Offshore options cast far
  |  First Published: June 2013

This morning I went to the Raptis Fish Markets to drop off some prawns I caught for the Friday auction and it’s a fascinating place for any fisho to have a look around. It’s easy to get lost for a while looking through the fish bins, some containing what would be a rec fishers fish of a lifetime!

It’s also a great place to see what is being caught commercially, gauge sizes and quantity. The commercial guys are always up for a chat and it’s a top place to see what’s about and where to build the intelligence database for future charters.

The big mackerel had been coming through for a few weeks with the improved weather conditions but familiar tails hanging out of a couple of fish bins caught my eye and I must say brought a happy smile to my face. One thing I hadn’t seen for a while was a big bin of locally caught monster cobia for sale. They are back in numbers, you beauty!

According to my catch data from last year, May and June were big months for us bagging the 10kg+ specimens and the auction offerings confirmed they are about in good size and numbers.

My attention in June will return to the shallower ground of 40-60m at the northern end of Wide Caloundra to bag a few more cobia this year. The Wild Banks artificials will be holding them and the live bait schools have been present there for several weeks; cobia are partial to a livey drifted over and around the artificials and the shallower ground nearby. Three hooked 5 or 6/0 snood rigs work well, but I prefer simply one hook pinning the livey through the upper mouth with a 4-6oz running ball sinker. It allows the livey more freedom to swim and put on a big show that he is in distress and on the menu as an easy feed. This method won’t bag as many of the other species partial to a livey of a smaller size who miss the single hook, but all in all a gamble worth taking.

Live bait schools have been quite easy to find the past few weeks holding in the area around and on the Wild Banks artificials. If heading out past Combi they have been pretty thick in the area halfway between Combi and the Cape in 15m+ and along the contour line as the depth drops as you approach the Cape. If they are not on the usual bait marks, the birds will soon give them away. On the calmer mornings, they are active on the surface and easy to spot flicking on top of the water.
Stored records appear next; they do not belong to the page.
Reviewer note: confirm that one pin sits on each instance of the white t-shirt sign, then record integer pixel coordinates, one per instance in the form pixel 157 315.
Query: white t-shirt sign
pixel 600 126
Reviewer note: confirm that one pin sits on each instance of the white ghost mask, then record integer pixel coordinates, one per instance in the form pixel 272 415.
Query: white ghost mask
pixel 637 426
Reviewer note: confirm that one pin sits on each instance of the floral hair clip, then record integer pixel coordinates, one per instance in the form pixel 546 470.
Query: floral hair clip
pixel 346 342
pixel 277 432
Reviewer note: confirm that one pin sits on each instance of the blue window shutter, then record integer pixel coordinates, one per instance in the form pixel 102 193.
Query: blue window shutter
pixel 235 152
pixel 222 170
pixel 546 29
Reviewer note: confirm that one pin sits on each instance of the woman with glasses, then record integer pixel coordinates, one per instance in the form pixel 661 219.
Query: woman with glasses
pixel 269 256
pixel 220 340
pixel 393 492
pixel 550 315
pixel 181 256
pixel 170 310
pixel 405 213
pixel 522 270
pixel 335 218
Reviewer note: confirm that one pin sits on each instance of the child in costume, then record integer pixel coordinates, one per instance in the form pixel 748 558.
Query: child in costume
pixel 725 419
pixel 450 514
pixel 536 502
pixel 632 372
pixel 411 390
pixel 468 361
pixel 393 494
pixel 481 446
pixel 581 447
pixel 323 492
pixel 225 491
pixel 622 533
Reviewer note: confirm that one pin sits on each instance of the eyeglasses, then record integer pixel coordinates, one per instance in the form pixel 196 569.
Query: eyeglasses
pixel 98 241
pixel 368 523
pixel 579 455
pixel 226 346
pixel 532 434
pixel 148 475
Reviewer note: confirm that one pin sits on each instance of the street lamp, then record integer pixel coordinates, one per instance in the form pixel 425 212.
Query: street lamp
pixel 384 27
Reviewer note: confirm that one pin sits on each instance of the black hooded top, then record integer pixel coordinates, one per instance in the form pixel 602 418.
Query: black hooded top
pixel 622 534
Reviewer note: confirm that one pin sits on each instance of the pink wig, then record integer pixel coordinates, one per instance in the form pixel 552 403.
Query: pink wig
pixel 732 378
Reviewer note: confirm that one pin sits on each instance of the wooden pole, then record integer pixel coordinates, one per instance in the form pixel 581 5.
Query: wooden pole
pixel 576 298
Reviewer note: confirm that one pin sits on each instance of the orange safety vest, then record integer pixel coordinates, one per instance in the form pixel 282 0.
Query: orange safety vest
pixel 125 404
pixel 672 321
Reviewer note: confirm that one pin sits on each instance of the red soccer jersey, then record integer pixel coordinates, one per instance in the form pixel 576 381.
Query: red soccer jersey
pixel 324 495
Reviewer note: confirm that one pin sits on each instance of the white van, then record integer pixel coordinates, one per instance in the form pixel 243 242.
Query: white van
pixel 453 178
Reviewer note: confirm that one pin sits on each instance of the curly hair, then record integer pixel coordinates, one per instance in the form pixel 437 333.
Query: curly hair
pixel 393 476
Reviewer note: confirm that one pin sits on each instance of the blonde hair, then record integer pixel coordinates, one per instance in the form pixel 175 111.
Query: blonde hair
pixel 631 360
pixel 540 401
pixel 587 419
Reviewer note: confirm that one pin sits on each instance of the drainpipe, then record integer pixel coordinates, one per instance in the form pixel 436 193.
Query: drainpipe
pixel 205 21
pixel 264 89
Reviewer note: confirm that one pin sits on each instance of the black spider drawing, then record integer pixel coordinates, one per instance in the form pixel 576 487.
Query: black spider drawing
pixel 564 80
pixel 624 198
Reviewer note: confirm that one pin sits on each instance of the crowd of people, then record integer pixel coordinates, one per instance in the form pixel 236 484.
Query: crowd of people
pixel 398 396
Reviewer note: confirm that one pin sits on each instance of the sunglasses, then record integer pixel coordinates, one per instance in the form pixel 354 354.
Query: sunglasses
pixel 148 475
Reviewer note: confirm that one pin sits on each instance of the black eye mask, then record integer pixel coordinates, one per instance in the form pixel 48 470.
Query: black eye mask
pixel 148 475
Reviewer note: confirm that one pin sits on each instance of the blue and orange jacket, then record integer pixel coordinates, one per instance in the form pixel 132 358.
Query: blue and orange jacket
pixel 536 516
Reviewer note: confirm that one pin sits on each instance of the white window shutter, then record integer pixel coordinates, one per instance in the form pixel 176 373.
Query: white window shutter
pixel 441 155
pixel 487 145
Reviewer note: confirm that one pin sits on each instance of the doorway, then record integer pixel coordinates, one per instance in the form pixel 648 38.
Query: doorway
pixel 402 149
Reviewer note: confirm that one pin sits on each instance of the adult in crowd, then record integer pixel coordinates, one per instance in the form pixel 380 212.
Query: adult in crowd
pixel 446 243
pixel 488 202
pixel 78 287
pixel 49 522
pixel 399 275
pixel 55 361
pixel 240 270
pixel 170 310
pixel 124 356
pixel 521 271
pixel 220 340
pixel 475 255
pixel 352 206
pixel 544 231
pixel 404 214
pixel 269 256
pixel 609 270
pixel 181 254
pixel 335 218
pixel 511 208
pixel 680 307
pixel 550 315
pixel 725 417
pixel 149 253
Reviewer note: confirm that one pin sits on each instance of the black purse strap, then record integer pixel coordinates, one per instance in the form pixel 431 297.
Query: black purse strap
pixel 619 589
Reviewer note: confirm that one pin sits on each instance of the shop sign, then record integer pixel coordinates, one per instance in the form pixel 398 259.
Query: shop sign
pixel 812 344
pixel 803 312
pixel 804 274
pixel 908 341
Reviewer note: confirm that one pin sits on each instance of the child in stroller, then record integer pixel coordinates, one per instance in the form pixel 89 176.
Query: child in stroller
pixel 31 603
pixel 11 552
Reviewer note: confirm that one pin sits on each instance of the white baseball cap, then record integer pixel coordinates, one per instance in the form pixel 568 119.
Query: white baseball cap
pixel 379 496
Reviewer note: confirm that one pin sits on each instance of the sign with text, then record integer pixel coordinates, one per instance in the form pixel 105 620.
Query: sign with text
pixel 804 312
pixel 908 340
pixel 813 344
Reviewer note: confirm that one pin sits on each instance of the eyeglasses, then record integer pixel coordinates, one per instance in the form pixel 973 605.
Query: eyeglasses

It is well worth stopping and putting a few bait in the live bait well on the way out for the ambos, cobes and snapper.

Pearl perch have been about in good numbers along the 80-60m line at times. Size has been the biggest problem with an ongoing problem of the 32-33cm variety beating the keepers to the cut baits.

With a short stop off gathering livies on the way out, we haven’t been disappointed with the big pearlies. Bait have been accounting for most of the bigger 2-3kg pearlies and the odd decent Maori and gold spot cod still getting around as the water temp slowly cools down for the winter run.

In the following is a word on targeting species, method and sticking to your game plan, and above all being patient!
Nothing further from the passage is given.